Google Kubernetes Engine Logging by Example
Exploring Google Kubernetes Engine (GKE) native integration with GCP Cloud Logging.

Google Kubernetes Engine (GKE) includes native integration with Cloud Monitoring and Cloud Logging. When you create a GKE cluster, Cloud Operations for GKE is enabled by default and provides a monitoring dashboard specifically tailored for Kubernetes.
— GCP — Overview of Google Cloud’s operations suite for GKE
Prerequisites
If you wish to follow along, you will need administrative access to a GCP project with a GKE cluster and Kubectl CLI configured for the cluster. One way to accomplish this is to have:
- Gcloud CLI installed and configured for your GCP project
- Terraform CLI installed
- A download of the hello-gke-ops repository
- Kubectl CLI installed
The repository’s tf folder is a Terraform project to create a single zone/node GKE cluster. The project variables can be supplied using a terraform.tfvars file in the tf folder.
Once the cluster, named my-cluster, is created, you can configure Kubectl CLI for the GKE cluster.
Container Logs
The simplest logging example is accessing a running container’s logs. We create the Pod with a single container by applying the Kubernetes configuration file; logging-pod.yaml:
$ kubectl apply -f logging-pod.yaml
We, of course, can examine the container’s logs through Kubernetes’ access to the container engine’s logs.
$ kubectl logs logging \
--namespace default \
--container ubuntu \
--timestamps \
--tail=5
2020-11-29T01:00:12.841261038Z hello world
2020-11-29T01:00:42.842492521Z hello world
2020-11-29T01:01:12.843999136Z hello world
2020-11-29T01:01:42.845274671Z hello world
2020-11-29T01:02:12.846721077Z hello world
This approach, however simple, has issues:
However, the native functionality provided by a container engine or runtime is usually not enough for a complete logging solution. For example, if a container crashes, a pod is evicted, or a node dies, you’ll usually still want to access your application’s logs. As such, logs should have a separate storage and lifecycle independent of nodes, pods, or containers. This concept is called cluster-level-logging. Cluster-level logging requires a separate backend to store, analyze, and query logs. Kubernetes provides no native storage solution for log data, but you can integrate many existing logging solutions into your Kubernetes cluster.
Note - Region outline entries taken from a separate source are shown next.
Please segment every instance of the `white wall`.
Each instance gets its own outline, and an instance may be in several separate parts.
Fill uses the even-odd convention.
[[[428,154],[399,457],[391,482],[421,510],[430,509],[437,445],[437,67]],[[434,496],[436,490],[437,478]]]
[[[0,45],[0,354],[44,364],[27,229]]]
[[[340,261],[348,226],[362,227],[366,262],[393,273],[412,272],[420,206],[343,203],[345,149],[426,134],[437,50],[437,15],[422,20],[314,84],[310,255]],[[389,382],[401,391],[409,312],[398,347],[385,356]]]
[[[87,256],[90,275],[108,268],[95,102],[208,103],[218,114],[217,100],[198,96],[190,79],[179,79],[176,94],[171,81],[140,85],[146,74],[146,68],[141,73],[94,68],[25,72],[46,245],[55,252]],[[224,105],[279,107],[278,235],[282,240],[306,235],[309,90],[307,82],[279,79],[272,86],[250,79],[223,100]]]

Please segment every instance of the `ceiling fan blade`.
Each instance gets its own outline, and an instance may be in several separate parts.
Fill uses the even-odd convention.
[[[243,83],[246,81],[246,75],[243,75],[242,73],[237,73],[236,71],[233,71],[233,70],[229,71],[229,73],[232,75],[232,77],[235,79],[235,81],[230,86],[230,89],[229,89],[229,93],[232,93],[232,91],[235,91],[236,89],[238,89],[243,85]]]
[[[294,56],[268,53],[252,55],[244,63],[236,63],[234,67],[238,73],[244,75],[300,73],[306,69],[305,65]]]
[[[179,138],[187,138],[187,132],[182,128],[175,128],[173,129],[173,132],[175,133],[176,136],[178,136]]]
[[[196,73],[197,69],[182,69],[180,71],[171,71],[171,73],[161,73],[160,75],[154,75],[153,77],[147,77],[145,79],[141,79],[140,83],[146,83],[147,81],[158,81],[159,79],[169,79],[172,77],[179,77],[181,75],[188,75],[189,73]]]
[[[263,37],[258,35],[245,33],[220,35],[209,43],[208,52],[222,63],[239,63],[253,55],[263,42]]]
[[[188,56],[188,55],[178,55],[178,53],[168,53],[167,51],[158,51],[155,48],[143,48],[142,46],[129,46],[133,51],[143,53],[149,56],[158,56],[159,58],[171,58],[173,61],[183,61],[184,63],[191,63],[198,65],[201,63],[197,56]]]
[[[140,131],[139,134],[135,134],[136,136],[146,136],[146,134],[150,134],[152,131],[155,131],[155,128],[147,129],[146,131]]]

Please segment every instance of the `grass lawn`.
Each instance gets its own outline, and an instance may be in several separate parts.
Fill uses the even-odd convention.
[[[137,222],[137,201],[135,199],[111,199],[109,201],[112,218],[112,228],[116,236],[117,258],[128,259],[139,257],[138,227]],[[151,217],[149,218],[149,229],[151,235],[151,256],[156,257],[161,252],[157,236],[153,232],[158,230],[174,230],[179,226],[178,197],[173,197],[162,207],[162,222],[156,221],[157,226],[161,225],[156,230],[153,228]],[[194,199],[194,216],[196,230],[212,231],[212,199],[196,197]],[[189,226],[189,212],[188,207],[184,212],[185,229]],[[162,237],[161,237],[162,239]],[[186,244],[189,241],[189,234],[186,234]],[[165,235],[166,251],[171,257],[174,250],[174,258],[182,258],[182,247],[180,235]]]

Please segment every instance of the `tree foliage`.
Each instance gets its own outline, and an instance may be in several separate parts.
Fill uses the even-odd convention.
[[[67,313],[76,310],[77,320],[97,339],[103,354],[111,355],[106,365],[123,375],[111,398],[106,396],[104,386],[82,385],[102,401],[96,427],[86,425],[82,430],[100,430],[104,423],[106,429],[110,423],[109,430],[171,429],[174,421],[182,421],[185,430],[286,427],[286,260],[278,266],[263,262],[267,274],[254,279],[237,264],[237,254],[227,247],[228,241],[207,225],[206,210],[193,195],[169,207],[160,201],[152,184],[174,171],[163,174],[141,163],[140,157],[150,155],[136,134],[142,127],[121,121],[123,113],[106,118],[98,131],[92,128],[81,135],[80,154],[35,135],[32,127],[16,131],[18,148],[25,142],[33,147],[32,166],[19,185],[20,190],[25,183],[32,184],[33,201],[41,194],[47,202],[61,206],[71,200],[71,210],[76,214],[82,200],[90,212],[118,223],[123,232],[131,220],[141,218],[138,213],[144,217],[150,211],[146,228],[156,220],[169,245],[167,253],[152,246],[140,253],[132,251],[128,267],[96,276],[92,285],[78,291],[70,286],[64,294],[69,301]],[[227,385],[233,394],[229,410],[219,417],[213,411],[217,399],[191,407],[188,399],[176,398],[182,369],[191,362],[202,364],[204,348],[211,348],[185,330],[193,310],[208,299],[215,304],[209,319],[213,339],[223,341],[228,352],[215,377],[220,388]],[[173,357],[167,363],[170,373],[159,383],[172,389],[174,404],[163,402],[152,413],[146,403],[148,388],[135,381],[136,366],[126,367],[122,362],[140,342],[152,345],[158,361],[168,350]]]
— Kubernetes — Logging Architecture
With GKE, with Cloud Operations for GKE enabled, we can access the same logging information from Google Cloud Console, with the GCP project selected, from the menu:
Logging > Logs Explorer
We run the query:
resource.type="k8s_container"
resource.labels.cluster_name="my-cluster"
resource.labels.namespace_name="default"
resource.labels.pod_name="logging"
resource.labels.container_name="ubuntu"
Please note: In this example the cluster’s name is my-cluster.
and get the expected result:

Things to observe:
- Unlike the container engine logs, these logs persist after the container, pod, node, and even cluster is destroyed
Crashing Container Logs
To illustrate the persistence of these Logs Explorer logs, in this example we access the logs of multiple containers of a single Pod which are continually crashing. We create the Pod with a single container by applying the Kubernetes configuration file; crashing-pod.yaml:
$ kubectl apply -f crashing-pod.yaml
We can obtain information about the crashing container from the container engine via Kubernetes, e.g., here we can see that the container has crashed three times and is waiting to restart:
$ kubectl describe pod crashing
Name: crashing
Namespace: default
[OBMITTED]
Containers:
ubuntu:
[OBMITTED]
State: Waiting
Reason: CrashLoopBackOff
Last State: Terminated
Reason: Error
Exit Code: 1
Started: Sat, 28 Nov 2020 20:05:13 -0500
Finished: Sat, 28 Nov 2020 20:05:43 -0500
Ready: False
Restart Count: 2
[OBMITTED]
[OBMITTED]
Events:
Type Reason Age From Message
---- ------ ---- ---- -------
Normal Scheduled 2m7s default-scheduler Successfully assigned default/crashing to gke-my-cluster-my-node-pool-e64ab7d5-mr36
Normal Pulling 52s (x3 over 2m7s) kubelet, gke-my-cluster-my-node-pool-e64ab7d5-mr36 Pulling image "ubuntu"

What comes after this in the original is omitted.